We are spoilt for choice when it comes to choosing an airline to fly with, with different airline firms offering cheap prices and competing with each other for better and better deals. In fact, we have mentioned previously how competitive long-haul routes have become, with 50% of fares between Europe and Asia being run by low-cost carriers.

But the US and European markets don’t hold a candle to the Indian airline landscape, that is currently in a gargantuan and crippling price war. India is the 2ndmost populated country in the world with more and more travellers every year, with predictions that it will be the third largest aviation market by 2025. With prices now at a historic low with some flights being offered for as cheap as $0.02 USD, how will the airlines survive?

IndiGo and Jet Airways are the market leaders in Indian aviation.

A history lesson

Originally, most of all domestic commercial travel in India was operated by a government encouraged monopoly, India Air (The government owned 76% of the company). In 1994, the Indian government broke up the industry, disinvested and allowed new low-cost carriers to enter the market.
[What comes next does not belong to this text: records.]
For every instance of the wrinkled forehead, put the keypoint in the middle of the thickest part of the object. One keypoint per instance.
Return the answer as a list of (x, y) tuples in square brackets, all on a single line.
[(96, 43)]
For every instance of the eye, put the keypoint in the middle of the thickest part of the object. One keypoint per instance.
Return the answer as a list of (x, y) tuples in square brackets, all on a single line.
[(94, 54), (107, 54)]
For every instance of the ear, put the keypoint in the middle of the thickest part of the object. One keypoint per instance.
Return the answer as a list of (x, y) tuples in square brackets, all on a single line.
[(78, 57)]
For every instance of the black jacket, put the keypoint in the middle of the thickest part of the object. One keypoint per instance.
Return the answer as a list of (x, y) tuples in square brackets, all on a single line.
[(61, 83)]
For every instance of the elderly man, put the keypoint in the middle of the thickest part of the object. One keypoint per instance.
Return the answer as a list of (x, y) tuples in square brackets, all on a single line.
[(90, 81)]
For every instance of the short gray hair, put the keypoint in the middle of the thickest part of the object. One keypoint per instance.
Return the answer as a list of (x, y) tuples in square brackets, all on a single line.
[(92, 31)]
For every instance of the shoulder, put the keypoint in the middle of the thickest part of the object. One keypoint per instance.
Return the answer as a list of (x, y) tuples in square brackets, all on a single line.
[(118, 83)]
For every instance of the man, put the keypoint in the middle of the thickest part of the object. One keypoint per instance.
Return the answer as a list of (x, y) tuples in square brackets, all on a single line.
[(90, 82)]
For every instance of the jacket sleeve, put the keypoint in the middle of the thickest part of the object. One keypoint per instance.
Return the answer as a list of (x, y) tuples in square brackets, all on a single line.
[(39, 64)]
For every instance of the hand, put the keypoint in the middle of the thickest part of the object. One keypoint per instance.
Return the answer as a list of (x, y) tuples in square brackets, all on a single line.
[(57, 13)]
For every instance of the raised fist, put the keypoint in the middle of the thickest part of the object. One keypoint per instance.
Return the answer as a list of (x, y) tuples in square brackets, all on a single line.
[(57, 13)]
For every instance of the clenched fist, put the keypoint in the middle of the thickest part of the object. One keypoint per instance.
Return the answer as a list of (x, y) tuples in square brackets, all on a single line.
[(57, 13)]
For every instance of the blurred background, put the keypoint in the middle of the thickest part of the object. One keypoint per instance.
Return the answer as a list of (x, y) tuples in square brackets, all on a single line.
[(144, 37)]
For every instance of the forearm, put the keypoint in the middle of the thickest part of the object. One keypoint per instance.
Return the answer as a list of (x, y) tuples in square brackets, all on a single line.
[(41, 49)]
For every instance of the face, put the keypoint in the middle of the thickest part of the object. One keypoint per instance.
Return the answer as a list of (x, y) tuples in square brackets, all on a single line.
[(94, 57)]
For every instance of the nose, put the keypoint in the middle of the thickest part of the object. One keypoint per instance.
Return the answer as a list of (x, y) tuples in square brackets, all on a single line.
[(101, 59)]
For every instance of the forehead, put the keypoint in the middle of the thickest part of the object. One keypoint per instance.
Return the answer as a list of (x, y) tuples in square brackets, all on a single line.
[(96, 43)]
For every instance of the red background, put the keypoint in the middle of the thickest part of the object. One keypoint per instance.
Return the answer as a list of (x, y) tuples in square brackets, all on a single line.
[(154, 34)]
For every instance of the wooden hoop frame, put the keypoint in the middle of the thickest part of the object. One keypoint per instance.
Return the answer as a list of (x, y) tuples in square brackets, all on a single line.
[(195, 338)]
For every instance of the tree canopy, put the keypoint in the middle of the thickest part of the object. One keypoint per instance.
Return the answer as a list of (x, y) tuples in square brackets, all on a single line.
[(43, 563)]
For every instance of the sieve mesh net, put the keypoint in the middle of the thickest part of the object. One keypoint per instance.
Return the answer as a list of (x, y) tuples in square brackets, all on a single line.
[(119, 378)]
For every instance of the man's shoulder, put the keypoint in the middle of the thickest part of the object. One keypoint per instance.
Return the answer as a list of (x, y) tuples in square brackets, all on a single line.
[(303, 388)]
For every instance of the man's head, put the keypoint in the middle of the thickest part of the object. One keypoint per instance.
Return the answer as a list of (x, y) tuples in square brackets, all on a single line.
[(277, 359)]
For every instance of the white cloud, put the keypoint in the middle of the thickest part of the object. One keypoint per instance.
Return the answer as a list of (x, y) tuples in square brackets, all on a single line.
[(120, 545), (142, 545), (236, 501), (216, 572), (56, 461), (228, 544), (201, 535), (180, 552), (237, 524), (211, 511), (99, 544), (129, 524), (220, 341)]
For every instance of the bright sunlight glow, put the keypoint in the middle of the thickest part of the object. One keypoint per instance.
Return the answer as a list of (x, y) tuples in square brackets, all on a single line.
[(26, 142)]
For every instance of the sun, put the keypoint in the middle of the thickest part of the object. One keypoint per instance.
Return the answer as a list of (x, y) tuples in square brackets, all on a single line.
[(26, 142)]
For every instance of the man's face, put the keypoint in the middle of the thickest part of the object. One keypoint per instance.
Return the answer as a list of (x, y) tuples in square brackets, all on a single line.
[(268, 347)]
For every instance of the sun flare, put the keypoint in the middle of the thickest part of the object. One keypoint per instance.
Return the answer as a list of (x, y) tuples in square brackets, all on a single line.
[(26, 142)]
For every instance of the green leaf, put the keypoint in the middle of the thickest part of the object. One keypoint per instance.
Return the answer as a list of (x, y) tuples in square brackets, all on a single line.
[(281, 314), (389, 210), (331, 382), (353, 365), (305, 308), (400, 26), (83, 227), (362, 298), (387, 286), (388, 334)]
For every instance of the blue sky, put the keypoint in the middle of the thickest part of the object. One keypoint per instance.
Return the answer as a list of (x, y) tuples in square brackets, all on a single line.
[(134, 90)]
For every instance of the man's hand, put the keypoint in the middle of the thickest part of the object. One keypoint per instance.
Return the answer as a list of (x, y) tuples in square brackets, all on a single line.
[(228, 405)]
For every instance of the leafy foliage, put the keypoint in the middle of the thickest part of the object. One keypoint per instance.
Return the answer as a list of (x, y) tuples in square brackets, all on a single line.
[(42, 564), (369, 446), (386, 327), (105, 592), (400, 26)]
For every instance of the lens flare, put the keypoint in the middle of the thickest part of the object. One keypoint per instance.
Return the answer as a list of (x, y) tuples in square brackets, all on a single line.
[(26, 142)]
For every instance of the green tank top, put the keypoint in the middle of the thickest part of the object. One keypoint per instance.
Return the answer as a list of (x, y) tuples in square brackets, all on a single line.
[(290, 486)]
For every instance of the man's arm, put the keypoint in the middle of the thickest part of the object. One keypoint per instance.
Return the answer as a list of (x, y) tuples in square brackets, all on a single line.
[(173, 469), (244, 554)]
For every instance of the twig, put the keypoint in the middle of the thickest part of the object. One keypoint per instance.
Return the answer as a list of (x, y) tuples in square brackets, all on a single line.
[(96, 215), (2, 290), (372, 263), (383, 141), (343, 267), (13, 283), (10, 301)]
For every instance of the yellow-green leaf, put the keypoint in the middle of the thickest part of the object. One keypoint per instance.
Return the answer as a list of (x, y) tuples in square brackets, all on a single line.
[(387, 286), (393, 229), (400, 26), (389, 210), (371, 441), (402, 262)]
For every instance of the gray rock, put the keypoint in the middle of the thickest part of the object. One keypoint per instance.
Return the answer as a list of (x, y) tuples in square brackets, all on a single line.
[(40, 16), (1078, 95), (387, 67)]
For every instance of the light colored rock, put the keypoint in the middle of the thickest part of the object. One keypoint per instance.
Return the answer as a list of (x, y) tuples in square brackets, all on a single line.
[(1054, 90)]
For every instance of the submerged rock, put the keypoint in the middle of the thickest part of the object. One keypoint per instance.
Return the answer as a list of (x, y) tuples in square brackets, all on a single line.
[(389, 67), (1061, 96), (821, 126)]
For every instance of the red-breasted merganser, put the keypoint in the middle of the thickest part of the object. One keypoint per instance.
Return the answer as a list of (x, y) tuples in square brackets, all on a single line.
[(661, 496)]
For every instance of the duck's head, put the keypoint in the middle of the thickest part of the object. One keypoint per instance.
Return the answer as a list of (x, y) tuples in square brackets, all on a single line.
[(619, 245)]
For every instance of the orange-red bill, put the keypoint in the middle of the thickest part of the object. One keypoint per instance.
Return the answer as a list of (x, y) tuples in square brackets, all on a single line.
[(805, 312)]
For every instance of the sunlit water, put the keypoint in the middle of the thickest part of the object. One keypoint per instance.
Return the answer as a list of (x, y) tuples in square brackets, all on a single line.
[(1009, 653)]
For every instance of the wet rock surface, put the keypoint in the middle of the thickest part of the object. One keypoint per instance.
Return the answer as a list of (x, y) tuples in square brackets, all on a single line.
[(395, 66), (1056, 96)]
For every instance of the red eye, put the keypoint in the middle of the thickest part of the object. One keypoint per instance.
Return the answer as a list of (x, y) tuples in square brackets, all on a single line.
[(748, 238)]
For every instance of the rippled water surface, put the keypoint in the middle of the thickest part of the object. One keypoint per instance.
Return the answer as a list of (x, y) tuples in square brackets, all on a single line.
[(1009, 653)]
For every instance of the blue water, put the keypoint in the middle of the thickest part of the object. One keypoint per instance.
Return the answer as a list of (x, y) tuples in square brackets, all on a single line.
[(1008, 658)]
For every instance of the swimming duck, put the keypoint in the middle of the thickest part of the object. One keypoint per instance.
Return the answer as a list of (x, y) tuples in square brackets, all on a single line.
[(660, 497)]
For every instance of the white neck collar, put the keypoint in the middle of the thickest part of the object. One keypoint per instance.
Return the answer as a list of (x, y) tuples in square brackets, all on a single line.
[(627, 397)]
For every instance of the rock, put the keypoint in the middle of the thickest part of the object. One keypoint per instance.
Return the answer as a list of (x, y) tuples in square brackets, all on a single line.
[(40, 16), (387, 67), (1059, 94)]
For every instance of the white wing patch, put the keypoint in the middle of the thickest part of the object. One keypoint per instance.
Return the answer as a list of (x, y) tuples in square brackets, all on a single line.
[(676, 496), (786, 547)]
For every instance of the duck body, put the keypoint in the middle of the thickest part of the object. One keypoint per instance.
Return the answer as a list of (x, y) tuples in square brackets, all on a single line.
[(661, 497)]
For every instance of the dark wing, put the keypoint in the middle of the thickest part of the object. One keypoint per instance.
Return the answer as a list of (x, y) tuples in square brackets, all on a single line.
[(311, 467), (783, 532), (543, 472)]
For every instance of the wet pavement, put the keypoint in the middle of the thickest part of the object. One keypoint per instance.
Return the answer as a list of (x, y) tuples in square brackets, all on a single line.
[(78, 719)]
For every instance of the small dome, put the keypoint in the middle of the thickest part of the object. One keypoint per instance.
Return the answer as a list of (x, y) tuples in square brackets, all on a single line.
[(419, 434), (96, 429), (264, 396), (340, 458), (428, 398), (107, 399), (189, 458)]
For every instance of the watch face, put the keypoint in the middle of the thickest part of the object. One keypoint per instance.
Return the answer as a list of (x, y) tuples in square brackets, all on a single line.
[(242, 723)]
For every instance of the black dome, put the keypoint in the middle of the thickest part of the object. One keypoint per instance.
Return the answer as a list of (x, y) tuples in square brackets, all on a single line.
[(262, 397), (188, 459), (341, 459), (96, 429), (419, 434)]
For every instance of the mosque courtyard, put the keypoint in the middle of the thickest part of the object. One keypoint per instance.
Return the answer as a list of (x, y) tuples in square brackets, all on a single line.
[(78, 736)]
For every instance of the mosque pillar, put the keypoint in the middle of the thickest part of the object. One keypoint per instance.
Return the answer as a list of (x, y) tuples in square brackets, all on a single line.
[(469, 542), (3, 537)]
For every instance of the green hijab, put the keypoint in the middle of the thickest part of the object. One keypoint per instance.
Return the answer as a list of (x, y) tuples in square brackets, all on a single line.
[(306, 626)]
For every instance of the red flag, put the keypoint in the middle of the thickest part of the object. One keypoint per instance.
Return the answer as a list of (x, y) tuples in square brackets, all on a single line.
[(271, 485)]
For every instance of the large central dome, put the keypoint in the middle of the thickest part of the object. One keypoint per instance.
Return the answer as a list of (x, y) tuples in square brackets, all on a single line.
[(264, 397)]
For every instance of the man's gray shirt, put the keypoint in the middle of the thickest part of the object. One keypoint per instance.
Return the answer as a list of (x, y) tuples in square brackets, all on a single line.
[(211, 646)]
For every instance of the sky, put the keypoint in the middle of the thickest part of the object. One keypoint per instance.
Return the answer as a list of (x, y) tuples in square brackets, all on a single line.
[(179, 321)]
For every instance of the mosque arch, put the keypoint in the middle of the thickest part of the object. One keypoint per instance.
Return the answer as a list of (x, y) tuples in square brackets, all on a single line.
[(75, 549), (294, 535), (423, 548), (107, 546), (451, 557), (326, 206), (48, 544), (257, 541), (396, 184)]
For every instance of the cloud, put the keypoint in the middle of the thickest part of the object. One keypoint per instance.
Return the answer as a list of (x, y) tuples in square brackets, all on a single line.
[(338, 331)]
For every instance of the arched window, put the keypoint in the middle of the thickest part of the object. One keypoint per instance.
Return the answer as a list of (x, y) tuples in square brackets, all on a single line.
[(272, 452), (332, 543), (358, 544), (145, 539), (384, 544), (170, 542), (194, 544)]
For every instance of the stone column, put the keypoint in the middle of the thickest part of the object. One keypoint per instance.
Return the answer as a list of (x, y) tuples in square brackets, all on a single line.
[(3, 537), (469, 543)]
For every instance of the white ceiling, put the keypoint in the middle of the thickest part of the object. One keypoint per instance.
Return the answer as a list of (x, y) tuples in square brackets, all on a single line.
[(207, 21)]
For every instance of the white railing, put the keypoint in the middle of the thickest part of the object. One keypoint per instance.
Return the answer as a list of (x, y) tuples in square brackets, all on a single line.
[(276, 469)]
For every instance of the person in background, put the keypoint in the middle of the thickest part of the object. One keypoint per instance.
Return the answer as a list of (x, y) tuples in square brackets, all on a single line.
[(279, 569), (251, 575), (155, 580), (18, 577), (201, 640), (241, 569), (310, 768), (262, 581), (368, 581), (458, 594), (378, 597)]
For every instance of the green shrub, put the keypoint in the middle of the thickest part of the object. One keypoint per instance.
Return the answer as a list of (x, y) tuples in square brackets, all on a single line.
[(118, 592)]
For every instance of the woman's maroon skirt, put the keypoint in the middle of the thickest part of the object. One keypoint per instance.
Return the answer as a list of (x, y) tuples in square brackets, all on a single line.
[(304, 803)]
In 2015, Spice Jet ran a promotional campaign offering seats on their flights starting from two cents. This was followed by Singapore Air’s domestic competitor dropping their fares by 40%. As these low-cost carriers had started to take large chunks of market share, full-service airlines, such as Jet Airways in the Indian domestic market had to reduce their prices to compete.

The current situation

This price reduction has led to some of these airlines experiencing financial problems, such as Jet Airways who has had their stock price fall by 66% in 2018, reporting profit only in two-quarters of the last eleven. It has become so bad that they are now asking for help from companies such as Boeing and may be completely bankrupt in less than 60 days.

To combat this and to make more money, they have been looking at several options for reducing their fleet from owned planes to rented planes. By shifting some of their new Boeing 737maxs that they have ordered to rentals from Boeing instead they can reduce the amount of financing that is tied up in deposits. Additionally, Jet Airways have asked their staff to take a 25% pay cut for the foreseeable future to help reduce their costs.

Jet Airways B737-Max in flight
Jet Airways has ordered 225 B737-MAX aircraft. Photo: Boeing

The Future

It does not stop there, as it looks like the Indian domestic market is about to go up to the stratosphere with Qatar Airways new chairman announcing they will be launching a new full-service domestic carrier into the marketplace.

“I will not tell you what types of aeroplanes we will deploy in India but as you may remember we said that we will launch an airline in India which will have a fleet of at least 100 aircraft,” – Akbar Al Baker, Chairman of the board for Qatar Airways.

This new airline will be funded by the Qatar governments investment authority, an arm of the state that was set up in 2005 to manage 335 billion oil and natural gas revenue. They have seen that the Indian domestic market has double-figure growth year on year and sees it as an investment opportunity.


It remains to be seen if the current airlines will survive this price war and closing competition.